業務プロセス再設計の欠如
Lack of Process Redesign
DX用語解説
AI導入時に既存の業務の流れを見直さないまま新しいツールだけを追加してしまうことです。これにより効果が出ず、むしろ業務が複雑になる失敗が起きます。
さらに詳しく解説
業務プロセス再設計の欠如とは、AI導入時に「今の仕事のやり方を根本から見直す」という作業を省略したまま、既存業務の上にAIツールだけを乗せてしまうことです。これはAI導入失敗の最も多い原因のひとつです。
たとえば請求書処理にAIを導入したとき、従来の紙の承認フローをそのまま残した状態でAIだけを追加すると、「AIでデータを読み取った後、紙に印刷して承認印をもらう」という非効率な状態が生まれます。これではAIを導入したメリットがほとんどありません。

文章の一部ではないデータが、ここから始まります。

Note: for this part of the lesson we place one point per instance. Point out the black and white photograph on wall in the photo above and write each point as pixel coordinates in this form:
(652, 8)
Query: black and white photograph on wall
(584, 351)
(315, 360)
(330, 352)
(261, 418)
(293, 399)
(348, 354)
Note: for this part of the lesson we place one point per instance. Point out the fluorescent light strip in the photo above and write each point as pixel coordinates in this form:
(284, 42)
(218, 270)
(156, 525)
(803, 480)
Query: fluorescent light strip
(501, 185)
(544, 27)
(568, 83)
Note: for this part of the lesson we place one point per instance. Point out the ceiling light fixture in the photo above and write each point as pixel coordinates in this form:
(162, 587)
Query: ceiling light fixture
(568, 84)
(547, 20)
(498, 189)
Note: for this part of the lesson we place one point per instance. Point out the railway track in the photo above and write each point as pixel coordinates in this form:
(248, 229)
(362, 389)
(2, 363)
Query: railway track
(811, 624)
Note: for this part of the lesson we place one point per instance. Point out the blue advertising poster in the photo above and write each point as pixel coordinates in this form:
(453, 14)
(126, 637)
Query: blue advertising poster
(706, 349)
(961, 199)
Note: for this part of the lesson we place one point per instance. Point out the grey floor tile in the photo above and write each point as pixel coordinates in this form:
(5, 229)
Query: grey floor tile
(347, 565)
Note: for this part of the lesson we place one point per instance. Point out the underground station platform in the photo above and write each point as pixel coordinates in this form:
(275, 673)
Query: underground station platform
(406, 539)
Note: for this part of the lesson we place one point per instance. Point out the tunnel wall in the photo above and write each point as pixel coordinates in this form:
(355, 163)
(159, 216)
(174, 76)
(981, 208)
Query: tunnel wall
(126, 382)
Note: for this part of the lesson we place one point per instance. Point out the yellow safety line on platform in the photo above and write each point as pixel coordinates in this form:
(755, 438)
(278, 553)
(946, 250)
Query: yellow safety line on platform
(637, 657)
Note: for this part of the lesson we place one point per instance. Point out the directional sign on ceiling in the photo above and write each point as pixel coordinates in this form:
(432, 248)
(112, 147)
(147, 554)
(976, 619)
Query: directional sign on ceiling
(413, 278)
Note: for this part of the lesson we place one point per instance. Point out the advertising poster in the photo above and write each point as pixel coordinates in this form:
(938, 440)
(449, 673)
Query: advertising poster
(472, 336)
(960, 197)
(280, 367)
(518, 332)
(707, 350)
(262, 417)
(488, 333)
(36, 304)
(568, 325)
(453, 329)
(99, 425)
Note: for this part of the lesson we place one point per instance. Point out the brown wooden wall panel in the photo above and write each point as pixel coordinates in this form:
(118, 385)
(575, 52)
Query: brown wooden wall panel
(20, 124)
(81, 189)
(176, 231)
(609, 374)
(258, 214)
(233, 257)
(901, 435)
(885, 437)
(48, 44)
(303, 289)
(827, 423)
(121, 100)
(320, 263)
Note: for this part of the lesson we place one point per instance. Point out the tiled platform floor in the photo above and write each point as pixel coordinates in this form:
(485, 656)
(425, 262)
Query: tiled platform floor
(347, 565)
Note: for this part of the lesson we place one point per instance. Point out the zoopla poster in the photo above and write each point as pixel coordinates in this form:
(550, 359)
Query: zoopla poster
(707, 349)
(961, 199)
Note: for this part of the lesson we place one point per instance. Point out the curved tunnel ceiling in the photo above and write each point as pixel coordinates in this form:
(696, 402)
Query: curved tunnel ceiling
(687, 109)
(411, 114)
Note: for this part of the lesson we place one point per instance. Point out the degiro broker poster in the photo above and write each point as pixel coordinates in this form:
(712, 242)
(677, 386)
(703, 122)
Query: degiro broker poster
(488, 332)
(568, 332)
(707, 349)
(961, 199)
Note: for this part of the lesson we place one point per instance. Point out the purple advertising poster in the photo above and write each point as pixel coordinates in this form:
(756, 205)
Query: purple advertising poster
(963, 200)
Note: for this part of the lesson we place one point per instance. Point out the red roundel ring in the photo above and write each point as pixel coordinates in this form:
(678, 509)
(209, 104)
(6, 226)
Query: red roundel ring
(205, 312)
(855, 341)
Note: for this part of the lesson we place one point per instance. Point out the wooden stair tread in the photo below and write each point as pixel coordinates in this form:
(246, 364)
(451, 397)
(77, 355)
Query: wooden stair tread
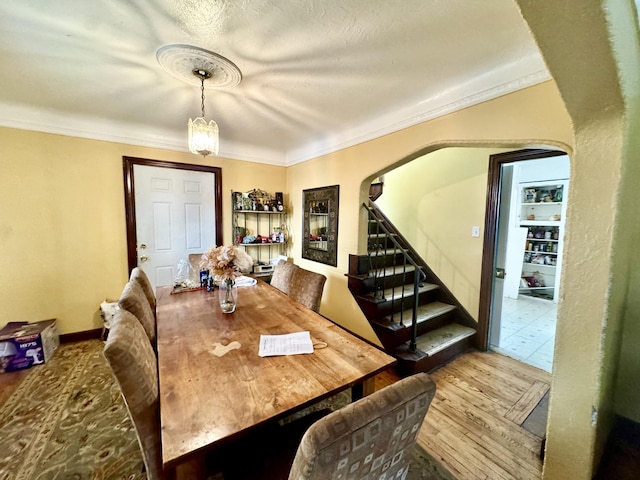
(425, 312)
(381, 235)
(394, 270)
(405, 291)
(436, 340)
(387, 251)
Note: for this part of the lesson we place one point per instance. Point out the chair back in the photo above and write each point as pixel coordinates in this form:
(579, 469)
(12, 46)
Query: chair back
(134, 301)
(370, 438)
(283, 276)
(138, 276)
(135, 369)
(306, 288)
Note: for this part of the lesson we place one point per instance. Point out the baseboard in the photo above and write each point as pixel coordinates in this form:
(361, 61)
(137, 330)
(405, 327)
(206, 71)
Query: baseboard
(80, 336)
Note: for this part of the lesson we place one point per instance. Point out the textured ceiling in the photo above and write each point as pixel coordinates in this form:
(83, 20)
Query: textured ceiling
(318, 75)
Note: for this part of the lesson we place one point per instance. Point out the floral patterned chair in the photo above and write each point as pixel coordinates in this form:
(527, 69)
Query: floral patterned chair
(371, 438)
(134, 365)
(283, 276)
(135, 302)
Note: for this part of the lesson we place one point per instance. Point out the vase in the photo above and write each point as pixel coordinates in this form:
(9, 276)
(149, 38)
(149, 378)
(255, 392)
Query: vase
(228, 296)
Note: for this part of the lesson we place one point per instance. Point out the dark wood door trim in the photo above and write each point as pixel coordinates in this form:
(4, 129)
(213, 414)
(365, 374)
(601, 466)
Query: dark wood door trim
(490, 225)
(130, 203)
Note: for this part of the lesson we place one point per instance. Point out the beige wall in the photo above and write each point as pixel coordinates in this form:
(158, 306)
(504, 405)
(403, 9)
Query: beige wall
(434, 201)
(62, 222)
(62, 215)
(591, 49)
(533, 116)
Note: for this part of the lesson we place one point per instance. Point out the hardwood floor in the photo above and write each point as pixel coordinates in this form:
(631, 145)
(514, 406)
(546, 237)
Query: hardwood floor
(473, 426)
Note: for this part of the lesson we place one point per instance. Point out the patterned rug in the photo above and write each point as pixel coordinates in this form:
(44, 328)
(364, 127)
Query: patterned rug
(67, 420)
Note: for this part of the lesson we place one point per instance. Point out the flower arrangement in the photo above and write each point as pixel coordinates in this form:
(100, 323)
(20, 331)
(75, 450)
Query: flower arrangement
(225, 263)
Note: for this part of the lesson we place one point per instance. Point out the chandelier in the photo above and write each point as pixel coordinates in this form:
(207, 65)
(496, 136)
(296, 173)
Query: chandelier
(194, 65)
(203, 136)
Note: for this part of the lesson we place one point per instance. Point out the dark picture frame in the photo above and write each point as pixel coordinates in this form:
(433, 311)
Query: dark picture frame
(321, 201)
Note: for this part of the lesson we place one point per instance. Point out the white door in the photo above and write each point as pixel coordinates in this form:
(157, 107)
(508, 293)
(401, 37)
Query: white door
(175, 217)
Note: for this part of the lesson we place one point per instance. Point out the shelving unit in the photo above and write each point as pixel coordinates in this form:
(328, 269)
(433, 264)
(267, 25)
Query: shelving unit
(260, 230)
(542, 213)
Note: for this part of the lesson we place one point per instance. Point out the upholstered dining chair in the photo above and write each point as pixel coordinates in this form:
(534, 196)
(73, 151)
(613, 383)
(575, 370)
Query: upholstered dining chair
(283, 275)
(306, 288)
(371, 438)
(135, 368)
(134, 301)
(138, 276)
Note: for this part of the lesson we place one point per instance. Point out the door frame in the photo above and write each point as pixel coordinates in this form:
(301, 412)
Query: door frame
(130, 199)
(490, 232)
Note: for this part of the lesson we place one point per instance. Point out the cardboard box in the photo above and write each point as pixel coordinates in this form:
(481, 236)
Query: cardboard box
(24, 344)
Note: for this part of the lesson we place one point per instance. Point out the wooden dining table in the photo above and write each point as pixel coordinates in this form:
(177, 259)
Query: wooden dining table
(214, 387)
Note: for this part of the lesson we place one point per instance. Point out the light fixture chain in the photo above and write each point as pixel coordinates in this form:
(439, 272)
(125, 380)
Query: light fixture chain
(202, 92)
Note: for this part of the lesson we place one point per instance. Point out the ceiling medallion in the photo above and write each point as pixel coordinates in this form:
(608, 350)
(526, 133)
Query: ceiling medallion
(181, 60)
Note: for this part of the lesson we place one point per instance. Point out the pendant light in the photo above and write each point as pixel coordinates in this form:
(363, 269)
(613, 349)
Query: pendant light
(203, 135)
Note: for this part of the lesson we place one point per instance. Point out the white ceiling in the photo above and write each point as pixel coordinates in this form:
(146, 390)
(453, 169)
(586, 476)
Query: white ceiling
(318, 75)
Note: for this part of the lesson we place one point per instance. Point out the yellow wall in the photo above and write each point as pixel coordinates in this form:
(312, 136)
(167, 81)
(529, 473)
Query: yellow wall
(62, 222)
(525, 118)
(434, 201)
(591, 49)
(62, 216)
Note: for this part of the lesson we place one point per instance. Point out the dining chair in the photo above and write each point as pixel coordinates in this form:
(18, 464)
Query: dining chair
(373, 437)
(283, 275)
(134, 301)
(139, 277)
(306, 288)
(135, 369)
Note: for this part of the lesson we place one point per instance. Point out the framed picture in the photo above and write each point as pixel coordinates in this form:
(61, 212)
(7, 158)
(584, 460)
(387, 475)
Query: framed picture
(530, 195)
(320, 224)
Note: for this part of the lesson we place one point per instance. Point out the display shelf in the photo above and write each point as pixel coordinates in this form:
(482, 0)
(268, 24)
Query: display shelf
(541, 212)
(262, 231)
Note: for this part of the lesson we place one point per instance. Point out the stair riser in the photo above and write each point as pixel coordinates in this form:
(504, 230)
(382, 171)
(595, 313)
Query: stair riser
(391, 338)
(388, 308)
(394, 281)
(381, 261)
(379, 243)
(411, 366)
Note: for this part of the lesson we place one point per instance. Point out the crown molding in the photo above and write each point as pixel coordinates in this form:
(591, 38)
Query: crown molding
(480, 89)
(445, 103)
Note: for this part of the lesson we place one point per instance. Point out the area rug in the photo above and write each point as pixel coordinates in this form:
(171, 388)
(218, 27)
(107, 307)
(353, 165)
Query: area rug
(67, 420)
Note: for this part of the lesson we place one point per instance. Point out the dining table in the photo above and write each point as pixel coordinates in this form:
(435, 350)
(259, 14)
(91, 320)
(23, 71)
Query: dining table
(213, 384)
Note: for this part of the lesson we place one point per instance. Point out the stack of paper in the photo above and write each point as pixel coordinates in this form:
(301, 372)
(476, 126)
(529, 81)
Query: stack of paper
(289, 344)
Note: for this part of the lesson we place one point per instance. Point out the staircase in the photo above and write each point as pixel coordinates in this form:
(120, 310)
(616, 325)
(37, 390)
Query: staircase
(414, 315)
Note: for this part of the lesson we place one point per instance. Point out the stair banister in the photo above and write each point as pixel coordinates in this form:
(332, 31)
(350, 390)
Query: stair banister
(419, 274)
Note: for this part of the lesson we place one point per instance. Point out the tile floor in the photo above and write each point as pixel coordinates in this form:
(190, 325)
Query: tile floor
(527, 331)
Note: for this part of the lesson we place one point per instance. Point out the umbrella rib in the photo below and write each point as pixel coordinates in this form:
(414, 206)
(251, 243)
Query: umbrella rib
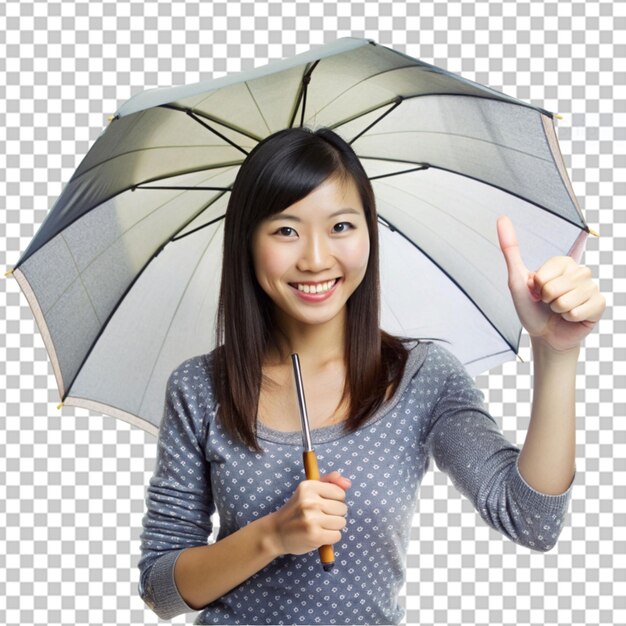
(194, 117)
(584, 226)
(395, 229)
(128, 289)
(212, 118)
(478, 139)
(166, 333)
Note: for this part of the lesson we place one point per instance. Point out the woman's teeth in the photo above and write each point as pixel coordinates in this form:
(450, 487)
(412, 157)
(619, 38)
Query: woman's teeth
(319, 288)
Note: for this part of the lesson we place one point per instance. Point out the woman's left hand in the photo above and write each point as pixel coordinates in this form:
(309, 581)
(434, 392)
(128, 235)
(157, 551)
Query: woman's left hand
(559, 303)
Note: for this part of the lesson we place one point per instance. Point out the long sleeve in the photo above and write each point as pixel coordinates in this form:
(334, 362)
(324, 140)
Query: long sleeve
(467, 444)
(179, 500)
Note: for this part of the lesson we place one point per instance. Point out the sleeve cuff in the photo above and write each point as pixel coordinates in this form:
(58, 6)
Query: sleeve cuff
(168, 601)
(537, 500)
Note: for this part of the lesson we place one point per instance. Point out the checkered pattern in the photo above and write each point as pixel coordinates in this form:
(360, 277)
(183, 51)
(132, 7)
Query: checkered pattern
(72, 483)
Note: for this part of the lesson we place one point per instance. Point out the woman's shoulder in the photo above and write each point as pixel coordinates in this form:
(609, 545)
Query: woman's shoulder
(193, 375)
(430, 357)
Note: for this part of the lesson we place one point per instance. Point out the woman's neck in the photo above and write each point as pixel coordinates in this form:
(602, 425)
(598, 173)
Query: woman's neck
(315, 344)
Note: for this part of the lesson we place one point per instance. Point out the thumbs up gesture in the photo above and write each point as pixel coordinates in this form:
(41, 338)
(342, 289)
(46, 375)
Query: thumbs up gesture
(559, 303)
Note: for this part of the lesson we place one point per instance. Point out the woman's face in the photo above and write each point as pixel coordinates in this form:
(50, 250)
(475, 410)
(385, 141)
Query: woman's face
(311, 257)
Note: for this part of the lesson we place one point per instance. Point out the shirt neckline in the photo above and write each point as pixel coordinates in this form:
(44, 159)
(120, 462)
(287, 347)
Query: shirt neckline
(324, 434)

AIは業務の一部を自動化・効率化するツールですが、その効果を最大化するためには業務の流れ自体を再設計する必要があります。「AI導入をきっかけに業務の無駄を洗い出し、プロセス全体を改善する」という視点が重要です。
中小企業では人手不足の中でこの再設計作業が後回しになりがちですが、外部コンサルタントや業務改善の専門家を活用してでも、プロセス再設計をセットで行うことがAI導入成功の鍵となります。